Getting to know a new team of cops, she said, has been similar to her work as a station commander in Fairfax, when a single station might house 125 officers. Albemarle’s force, Stewart said, is currently at 163.
As for the crimes, she said those don’t really change dramatically in different areas of the Commonwealth.
“You still have the same old things because you have neighborhood, disagreements and people getting in the same fights, domestics or larceny, stolen cars,” Stewart said. “Most of that is the same. And, you know, the criminals, they don’t really know jurisdictional boundaries.”
It isn’t just officers and criminals Stewart has to get to know in her new position, though. She noted that the Albemarle Police Department works closely with state police, UVA police and Charlottesville City police. She’s also gotten to know the local fire departments, and county executives and, come the fall, she’ll begin to get a handle on how UVA being in session impacts the work of the department.
Her 29 years in Fairfax, which included work as a crime prevention officer, public information officer, paramedic, helicopter division team member, criminal investigator and police liaison commander, she believes, has her well prepared for this next challenge.

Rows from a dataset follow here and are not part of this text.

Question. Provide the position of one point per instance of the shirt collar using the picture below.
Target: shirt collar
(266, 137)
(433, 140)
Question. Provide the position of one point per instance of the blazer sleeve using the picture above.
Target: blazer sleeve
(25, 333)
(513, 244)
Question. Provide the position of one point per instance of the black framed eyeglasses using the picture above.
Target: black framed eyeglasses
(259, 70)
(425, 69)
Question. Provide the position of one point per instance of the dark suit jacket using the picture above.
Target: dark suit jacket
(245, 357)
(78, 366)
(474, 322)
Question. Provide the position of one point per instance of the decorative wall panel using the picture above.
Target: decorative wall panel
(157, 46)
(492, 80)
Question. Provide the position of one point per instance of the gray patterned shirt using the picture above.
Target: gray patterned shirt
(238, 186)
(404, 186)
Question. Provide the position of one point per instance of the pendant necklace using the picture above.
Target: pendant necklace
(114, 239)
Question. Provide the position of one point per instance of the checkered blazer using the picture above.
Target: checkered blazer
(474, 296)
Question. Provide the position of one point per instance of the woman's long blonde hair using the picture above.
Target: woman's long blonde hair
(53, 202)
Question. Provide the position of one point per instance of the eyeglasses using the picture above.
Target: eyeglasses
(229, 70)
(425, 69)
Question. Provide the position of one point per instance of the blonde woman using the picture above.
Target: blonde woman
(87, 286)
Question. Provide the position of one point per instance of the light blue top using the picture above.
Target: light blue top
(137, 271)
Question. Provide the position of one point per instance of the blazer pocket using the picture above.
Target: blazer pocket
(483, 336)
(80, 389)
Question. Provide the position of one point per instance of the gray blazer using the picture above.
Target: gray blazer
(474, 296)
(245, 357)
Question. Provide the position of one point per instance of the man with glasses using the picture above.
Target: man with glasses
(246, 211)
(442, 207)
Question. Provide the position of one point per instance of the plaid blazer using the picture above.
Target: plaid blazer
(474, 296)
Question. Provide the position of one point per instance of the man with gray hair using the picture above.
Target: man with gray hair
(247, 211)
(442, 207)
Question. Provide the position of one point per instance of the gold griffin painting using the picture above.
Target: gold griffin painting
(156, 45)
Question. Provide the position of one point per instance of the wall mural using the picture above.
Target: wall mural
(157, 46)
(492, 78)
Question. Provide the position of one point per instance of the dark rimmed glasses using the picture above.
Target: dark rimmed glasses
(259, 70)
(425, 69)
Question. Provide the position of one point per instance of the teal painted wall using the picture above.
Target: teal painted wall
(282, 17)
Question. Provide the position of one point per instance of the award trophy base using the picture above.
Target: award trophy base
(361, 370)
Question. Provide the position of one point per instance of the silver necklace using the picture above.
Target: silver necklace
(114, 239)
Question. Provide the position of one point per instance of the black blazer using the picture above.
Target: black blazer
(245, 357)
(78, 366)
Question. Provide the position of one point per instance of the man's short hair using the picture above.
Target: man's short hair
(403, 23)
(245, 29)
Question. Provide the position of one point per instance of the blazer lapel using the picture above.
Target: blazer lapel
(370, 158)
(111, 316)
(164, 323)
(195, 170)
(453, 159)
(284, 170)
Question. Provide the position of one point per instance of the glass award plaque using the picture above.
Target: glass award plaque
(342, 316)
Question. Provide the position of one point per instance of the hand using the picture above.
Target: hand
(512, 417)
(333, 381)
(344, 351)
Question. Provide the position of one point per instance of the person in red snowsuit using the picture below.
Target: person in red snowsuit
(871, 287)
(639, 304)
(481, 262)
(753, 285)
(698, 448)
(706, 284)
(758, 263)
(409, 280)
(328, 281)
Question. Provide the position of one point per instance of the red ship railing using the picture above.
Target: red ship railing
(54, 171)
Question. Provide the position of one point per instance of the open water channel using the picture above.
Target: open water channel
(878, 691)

And the move to Albemarle has returned Stewart, a Botetourt native, to some familiar scenery. Last week, she pulled off while driving over Afton Mountain to take a photograph.
“I guess I didn’t pay attention to the mountains when I was younger. I took them for granted,” Stewart said. “And then going to Fairfax, you don’t have any. It’s so beautiful here and I just, I love it. I can’t wait to actually get out on the weekends and explore.”